En luz les dijeron que sus cables eran azules, siempre azules, y tenían el nombre de la compañía escrito. Los de gas eran rojos, también con la inscripción escrita. Este cable era negro, sin inscripción alguna.

“¿Podrían verificar sus coordenadas?”

Obedecieron a regañadientes y les escupieron después un:

“Allí no hay nada.”

“¡Pero hay!”

Les colgaron. Los expertos decidieron acudir a la policía.

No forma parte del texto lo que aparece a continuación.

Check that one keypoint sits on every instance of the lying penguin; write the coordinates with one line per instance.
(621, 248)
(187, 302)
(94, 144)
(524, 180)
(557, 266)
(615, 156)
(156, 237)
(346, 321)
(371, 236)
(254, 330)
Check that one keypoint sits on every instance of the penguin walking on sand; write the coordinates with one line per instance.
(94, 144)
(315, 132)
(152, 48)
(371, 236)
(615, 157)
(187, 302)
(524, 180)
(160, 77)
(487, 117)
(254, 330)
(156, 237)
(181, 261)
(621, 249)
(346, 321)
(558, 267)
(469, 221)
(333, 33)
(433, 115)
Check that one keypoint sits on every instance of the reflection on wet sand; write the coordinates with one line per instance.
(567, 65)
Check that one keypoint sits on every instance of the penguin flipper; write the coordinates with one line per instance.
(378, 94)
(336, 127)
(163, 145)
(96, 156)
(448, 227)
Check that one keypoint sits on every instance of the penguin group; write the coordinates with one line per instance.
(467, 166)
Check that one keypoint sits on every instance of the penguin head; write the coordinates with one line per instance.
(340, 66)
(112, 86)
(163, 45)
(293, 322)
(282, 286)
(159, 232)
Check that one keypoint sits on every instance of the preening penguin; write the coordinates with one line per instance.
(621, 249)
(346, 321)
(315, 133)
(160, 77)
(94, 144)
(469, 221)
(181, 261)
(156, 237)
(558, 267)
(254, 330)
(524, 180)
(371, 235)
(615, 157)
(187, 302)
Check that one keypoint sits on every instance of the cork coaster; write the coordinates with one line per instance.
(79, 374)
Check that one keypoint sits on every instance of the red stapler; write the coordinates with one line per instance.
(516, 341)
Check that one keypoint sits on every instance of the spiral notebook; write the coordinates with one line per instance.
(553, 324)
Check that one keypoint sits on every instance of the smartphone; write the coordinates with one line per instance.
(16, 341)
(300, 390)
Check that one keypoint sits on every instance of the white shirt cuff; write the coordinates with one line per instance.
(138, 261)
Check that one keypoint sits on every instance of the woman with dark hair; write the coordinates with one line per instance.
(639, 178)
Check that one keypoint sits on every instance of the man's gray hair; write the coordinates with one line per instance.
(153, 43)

“Nosotros no usamos cables,” les dijo el sheriff inuit. “No tenemos ni agua.”

Después de largas y tediosas explicaciones, se quedaron en lo mismo.

Ante la posibilidad de una catástrofe, los expertos tomaron medidas drásticas. Contactaron al ejército. Salvando protocolos interminables, lograron, por fin, comunicarse con el teniente W. Le plantearon el asunto de la manera clara y concisa: hay un cable, viene no sabemos de dónde y va no sabemos a dónde, nadie sabe de quién es. El teniente W les pidió un día para investigar en su base de datos. Concluido el plazo, les dijo:

“No es nuestro.”

“¿Y entonces?”

“Déjenlo ahí.”

“Está sobre nuestras coordenadas.”

“Pues córtenlo”

Y colgó.

Los inuits reclamaban con impaciencia su agua. El gobierno anunciaba el final de la obra en medio año. Sus jefes la creían concluida en una tercera parte. Los expertos trajeron las pinzas, se agacharon frente al cable, lo prensaron y al cortar imaginaron una realidad paralela, una detonación nuclear, un apagón mundial, una oportunidad para empezar todo de nuevo.

Hubo sólo silencio.

Y hasta ahora, nadie ha ido a la compañía de luz a reclamar la suspensión de su servicio.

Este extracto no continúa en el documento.